Thursday, May 10, 2007

Off-Broadway CHURCH

CONFRONTING QUESTIONS OF FAITH WITH A FEW NEW RESPONSES
By Jason Zinoman
New York Times, May 9 2007

People of faith are often treated as either jokes or villains in the downtown theater scene, but that may be starting to change. Les Freres Corbusier was evenhanded in “Hell House,” and the Civilians, a company not known for being dogmatic, is working on a new docudrama about evangelicals.

Still, most seasoned audiences would expect that a drama by an experimental playwright at Performance Space 122 featuring four ministers discussing God’s glory is inviting smirks. But Young Jean Lee, who wrote and directed “Church,” isn’t joking — or if she is, the joke is on us. Her slyly subversive drama ambushes its audience with an earnest and surprisingly moving Christian church service that might be the most unlikely provocation produced in years.

With a cast of speakers, Ms. Lee, described in the press materials as a nonbelieving daughter of Korean-American evangelicals, portrays the kind of Christians secular downtown hipsters may find hard to dismiss: open-minded, liberal, tolerant.

“I don’t know that God exists any more than I know that God doesn’t exist,” says José (Greg Hildreth), a cerebral minister who mocks the arm-flailing brand of preacher sent up by the performance artist Reverend Billy. “The truth is that the world is a mystery.”

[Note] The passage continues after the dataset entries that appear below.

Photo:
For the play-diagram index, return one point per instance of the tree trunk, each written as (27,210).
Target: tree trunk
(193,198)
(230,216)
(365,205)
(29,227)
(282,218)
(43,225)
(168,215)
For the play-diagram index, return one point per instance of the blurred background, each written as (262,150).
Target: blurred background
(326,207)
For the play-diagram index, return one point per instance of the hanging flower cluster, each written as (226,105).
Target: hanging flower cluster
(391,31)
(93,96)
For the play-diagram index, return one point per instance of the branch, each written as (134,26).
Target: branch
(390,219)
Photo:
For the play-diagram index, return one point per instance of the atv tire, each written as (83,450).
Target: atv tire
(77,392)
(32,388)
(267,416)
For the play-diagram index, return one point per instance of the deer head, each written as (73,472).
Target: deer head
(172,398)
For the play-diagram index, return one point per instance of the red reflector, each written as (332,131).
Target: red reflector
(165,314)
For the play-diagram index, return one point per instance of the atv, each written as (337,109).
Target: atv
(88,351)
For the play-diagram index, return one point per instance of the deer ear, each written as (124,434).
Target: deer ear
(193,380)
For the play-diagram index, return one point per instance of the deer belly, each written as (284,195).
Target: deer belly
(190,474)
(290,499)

When I saw the show, the audience at first nervously chuckled, but gradually calmed and listened intently to the kind of pleas found in church. But the point here is not to convert so much as to confront. Ms. Lee has a talent for evocative and sometimes grotesque imagery, and on the attack she is at the height of her powers.

The play begins with the lights off, and José, from the back of the room, laying into the ticket-buyers for their petty concerns, their mediocrity and delusions of nonconformity. “You are incredibly similar to all the people sitting around you right now,” José says. “The vast majority of them are doomed to a life of disappointing mediocrity just like yours.”

“Church” is as much about the art of persuasion as it is about religion. It’s organized like an excellent and occasionally angry argument, starting by attacking the opponent’s ideas and finishing by proposing new ones. But who is Ms. Lee arguing with? The supposedly godless denizens of the theater world? Or is she confronting her own lack of faith?

Ms. Lee is most convincing when her characters stop talking and begin singing and dancing. The female ministers — wonderfully underplayed by Karinne Keithley, Weena Pauly and Katie Workum — show some joyous moves, and the play ends with a rousing spiritual.

On the way out, a theatergoer, perhaps still waiting for the teasing wink, shook her head and said, “That really freaked me out!”